Basically so that if you type www.pfsense.com :) you will go to IP 1.2.3.4:88 that will just display HTML page saying: This intranet does not allow external web access.
I know other way around where i can redirect all incomming traffic but i hav no ida how to do that like i want it.
I thoufgg just to reverse firewall rule, but lo luck :((Hope you can help me
-
You could probably use squid with a transparent filter. Then set it up to block everything and setup a custom error page.
-
what i realized I also have to do that only for spesific range of IP addreeses or at least for 1 by 1 IP as some users still should be allowed ato access web.

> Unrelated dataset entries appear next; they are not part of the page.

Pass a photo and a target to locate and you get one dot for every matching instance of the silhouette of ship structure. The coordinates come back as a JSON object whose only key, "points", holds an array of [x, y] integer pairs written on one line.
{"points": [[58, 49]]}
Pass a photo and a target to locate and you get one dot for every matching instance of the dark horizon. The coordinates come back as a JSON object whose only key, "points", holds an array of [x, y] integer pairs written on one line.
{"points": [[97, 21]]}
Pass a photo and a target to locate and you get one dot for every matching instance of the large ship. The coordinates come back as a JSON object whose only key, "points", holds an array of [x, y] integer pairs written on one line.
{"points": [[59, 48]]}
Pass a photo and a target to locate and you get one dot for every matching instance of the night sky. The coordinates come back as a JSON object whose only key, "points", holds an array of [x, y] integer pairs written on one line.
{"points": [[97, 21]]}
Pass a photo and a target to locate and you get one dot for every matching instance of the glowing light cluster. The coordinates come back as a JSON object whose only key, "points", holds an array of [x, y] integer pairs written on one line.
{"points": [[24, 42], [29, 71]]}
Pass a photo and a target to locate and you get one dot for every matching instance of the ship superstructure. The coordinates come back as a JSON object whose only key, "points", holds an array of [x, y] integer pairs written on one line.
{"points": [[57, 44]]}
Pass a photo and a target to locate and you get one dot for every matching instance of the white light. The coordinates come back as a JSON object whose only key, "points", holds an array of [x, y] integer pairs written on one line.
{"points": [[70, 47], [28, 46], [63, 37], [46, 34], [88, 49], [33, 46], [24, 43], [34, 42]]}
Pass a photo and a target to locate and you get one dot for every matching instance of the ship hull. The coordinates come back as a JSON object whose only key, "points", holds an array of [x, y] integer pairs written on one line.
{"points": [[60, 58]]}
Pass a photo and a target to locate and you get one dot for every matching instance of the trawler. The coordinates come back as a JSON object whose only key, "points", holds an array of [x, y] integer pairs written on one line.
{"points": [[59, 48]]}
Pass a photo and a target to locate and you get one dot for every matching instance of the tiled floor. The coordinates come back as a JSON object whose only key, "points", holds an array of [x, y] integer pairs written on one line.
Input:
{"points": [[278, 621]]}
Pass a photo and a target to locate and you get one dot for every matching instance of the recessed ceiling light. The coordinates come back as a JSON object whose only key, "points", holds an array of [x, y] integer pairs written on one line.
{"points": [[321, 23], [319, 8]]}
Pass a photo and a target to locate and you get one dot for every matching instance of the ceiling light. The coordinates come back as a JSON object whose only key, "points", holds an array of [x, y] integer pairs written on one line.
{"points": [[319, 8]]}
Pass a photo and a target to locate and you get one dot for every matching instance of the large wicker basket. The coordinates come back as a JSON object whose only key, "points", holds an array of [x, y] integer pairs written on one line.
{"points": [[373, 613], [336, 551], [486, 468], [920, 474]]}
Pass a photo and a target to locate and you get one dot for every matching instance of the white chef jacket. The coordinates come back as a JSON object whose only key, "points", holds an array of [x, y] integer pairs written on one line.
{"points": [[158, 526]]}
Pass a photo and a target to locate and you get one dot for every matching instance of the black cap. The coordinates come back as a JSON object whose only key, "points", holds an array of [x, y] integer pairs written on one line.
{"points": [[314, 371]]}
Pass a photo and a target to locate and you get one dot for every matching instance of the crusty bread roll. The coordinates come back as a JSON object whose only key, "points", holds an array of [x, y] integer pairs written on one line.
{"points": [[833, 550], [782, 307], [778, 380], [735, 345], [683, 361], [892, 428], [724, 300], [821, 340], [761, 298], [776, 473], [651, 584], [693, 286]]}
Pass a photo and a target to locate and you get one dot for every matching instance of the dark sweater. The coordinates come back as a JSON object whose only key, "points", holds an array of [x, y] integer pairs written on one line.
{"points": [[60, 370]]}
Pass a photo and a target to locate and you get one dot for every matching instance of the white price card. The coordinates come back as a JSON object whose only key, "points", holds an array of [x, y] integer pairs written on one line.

How do I use squid? I dont think its default package… im running on embedded board so wont be able to install any addons
-
Depending on what your using for DNS you could just setup a fake DNS that just returns your server for all DNS queries.
-
i though DNS would apply for all IP and not just selcetd list. or am i wrong?
-
Yes, unless you manually set a normal DNS server on the machines that you want to have access.
-
no network is DHCP controlled
I only have list of MAC addresses -
I would give captive portal a try. I haven't used it but I think you could set the portal page as your "Access to the internet is denied." page and use MAC pass-through for those clients who should receive internet access.
-
good try :((((
but captive portal is alredy in use for those who are allowed to get outside…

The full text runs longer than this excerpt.